Published in final edited form as: Int J Cancer. 2006 Mar 1;118(5):1154–1158. doi: 10.1002/ijc.21446

Characterization of the tumor suppressor gene WWOX in primary human oral squamous cell carcinomas

Flávio J Pimenta 1, Dawidson A Gomes 2, Paolla F Perdigão 2, Alvimar A Barbosa 3, Marco A Romano-Silva 2, Marcus V Gomez 2, C Marcelo Aldaz 4, Luiz De Marco 2,*, Ricardo S Gomez 1
PMCID: PMC4145845  NIHMSID: NIHMS222057  PMID: 16152610

Abstract

Oral squamous cell carcinoma (OSCC) is the most common malignant neoplasm of the oral cavity, representing ~90% of all oral carcinomas and accounting for 3–5% of all malignancies. The WWOX gene (WW-domain containing oxidoreductase) is a candidate tumor suppressor gene located at 16q23.3–24.1, spanning the second most common fragile site, FRA16D. In this report, the role of the WWOX gene was investigated in 20 tumors and 10 normal oral mucosas, and we demonstrated an altered WWOX gene in 50% (10/20) of OSCCs. Using nested RT-PCR, mRNA transcription was altered in 35% of the tumors, with the complete absence of transcripts in 2 samples as well as absence of exons 6–8 (2 tumors), exon 7 (1 tumor), exon 7 and exon 6–8 (1 tumor) and partial loss of exons 8 and 9 (1 tumor). To determine if the aberrant transcripts were translated, Western blots were performed in all samples; however, only the normal protein was detected. By immunohistochemistry, a reduction in Wwox protein expression was observed, affecting 40% of the tumors when compared with normal mucosa. In addition, a novel somatic mutation (S329F) was found. The presence of alterations in mRNA transcription correlated with the reduced expression of Wwox protein in the tumors. These results show that the WWOX gene is frequently altered in OSCC and may contribute to the carcinogenesis processes in oral cancer.

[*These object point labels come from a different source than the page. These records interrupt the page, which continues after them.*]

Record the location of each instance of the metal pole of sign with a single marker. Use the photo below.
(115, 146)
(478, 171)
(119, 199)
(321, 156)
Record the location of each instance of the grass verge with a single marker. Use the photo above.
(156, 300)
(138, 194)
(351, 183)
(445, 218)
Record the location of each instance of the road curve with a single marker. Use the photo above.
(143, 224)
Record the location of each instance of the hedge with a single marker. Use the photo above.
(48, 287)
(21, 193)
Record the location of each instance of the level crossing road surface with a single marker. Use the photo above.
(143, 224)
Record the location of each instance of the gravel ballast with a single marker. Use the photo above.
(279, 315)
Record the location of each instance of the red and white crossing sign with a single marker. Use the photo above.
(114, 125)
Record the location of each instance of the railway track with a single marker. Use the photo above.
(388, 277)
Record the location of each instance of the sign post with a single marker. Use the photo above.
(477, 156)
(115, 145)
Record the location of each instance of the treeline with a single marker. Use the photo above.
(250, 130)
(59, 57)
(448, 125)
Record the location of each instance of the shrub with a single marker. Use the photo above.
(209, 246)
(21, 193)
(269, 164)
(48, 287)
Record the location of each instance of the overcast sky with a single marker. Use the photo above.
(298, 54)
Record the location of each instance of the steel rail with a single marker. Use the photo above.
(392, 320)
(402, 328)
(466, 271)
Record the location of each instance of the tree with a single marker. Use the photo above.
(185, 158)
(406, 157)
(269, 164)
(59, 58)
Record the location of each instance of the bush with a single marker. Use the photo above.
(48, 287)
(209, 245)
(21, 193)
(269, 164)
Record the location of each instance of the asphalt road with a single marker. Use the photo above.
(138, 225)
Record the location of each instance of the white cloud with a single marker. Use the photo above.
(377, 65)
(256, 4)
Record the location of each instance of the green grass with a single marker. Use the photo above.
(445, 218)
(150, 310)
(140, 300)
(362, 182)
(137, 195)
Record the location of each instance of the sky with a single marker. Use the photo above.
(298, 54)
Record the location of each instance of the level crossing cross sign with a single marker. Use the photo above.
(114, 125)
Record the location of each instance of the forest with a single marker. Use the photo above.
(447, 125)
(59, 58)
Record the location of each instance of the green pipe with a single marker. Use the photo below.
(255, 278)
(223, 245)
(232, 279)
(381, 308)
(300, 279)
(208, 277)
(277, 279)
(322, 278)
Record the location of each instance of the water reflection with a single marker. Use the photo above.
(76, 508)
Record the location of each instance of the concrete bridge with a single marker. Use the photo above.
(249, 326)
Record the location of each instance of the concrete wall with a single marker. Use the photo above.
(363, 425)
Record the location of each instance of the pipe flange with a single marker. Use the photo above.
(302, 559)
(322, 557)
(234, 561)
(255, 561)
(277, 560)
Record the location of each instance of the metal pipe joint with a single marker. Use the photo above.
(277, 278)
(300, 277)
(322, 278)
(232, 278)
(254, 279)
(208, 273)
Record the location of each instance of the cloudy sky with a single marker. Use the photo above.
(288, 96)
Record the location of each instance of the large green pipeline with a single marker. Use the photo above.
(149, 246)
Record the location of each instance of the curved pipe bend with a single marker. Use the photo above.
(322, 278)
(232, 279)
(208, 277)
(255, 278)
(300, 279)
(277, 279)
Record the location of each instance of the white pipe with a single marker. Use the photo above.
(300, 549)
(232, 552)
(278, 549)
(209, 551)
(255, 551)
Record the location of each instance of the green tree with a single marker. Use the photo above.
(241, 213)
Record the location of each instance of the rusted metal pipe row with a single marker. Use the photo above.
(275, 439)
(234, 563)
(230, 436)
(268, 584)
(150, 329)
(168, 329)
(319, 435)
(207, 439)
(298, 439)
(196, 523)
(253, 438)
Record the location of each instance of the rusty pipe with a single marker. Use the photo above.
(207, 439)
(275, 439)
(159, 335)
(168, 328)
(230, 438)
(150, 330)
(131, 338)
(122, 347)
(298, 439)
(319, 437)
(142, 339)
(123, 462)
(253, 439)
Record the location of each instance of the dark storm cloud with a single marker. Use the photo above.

Keywords: WWOX, oral squamous cell carcinoma, tumor suppressor gene, fragile sites


Oral squamous cell carcinoma (OSCC) is the sixth most common type of cancer worldwide, accounting for 3–5% of all malignancies and characterized by a high degree of invasiveness and metastasis to cervical lymph nodes. It also has one of the lowest 5-year survival rates among all major tumor types including breast, prostate and colon cancers.1 It is generally accepted that OSCC results from a multistep process of accumulated genetic damage leading to cell deregulation, with disruption in cell signaling, DNA-repair and cell-cycle, which are fundamental to homeostasis. Although frequent genetic abnormalities have been demonstrated in OSCC and in oral dysplastic epithelium,2,3 the precise molecular mechanisms of development or progression of OSCC still remain unclear.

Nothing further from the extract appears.